For the software providers, supporting hosted applications is different from supporting installed programs. Issues are much easier to isolate: since none of the users ever install the software, if something is broken with the user's experience, it is definitely the fault of the software provider and not a virus, out of memory error, or other hardware incompatibility. Suppose the EDA industry wanted to support Multicore, FPGA or GPU accelerators for certain tasks. If they hosted this accelerated infrastructure to provide their software as a service, then they wouldn't have to deal with hardware compatibility issues providing this software to third parties.

Product iteration can be much faster since new features can be tested without requiring users to install anything. Additionally, all bugs can be reported back to the developers without requiring any action from the user. And of course, you shouldn't force new features on people or you'll have the same negative response that happens whenever Facebook changes their layout or adds new features. Facebook users can't complain with their checkbook (join my "Leave Facebook when One Million People Join This Group" group).

Security policies of EDA end-users are frequently cited as the major barrier to SaaS, indeed the sole criteria to reject using a hosted provider model. If secrecy is an important factor for a design, it is unlikely that a SaaS tool will be used. This is not due to some fundamental security issue with hosting an application remotely instead of locally. This is mostly an irrational insecurity of users that think it is harder to break in to their locally hosted computers versus a remote facility. Indeed large remotely hosted virtual private networks may even have better security than anything locally hosted because a large infrastructure provider can afford to deploy more attention to the problem.

Still, because of this paranoia, FPGA design teams and tools will be the first to transition to SaaS. I suspect that FPGA design teams value secrecy less than lowering fixed costs and lowering simulation latency, and secondly because the FPGA tools are used by many more people than ASIC tools. Of course tools like a distributed digital logic simulation engine will be useful in both ASIC and FPGA design.

The effect of decreasing the barrier to entry for electronic design tools as well as decreasing the latency of a simulation will lead to more people making more designs.
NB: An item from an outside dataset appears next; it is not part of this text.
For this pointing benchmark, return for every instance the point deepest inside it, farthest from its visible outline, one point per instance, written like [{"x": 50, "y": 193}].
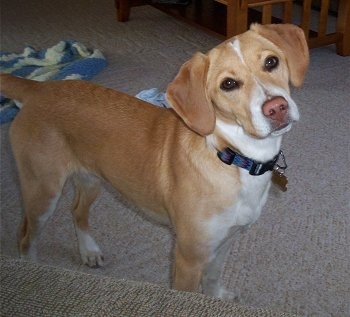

The availability of more reconfigurable logic designs increases the value of the FPGA in a superlinear way. The total value of programmable logic cores derives from the various ways they can be combined: thus the value of the FPGA grows superlinearly similar to Metcalfe's Law.

So how will this happen? A fairly clear vision is shared by enough people blogging about EDA SaaS. The EDA industry certainly must be paying attention to the cloud computing meme and what SaaS means for their industry. Unfortunately, the economic barriers to entry are only a small aspect of the problem facing the programmable logic market. FPGA tools need to be more accessible to non-expert users. My vision is a tool flow combining incremental synthesis with dynamic partial reconfiguration that lets you program your array just like a spreadsheet.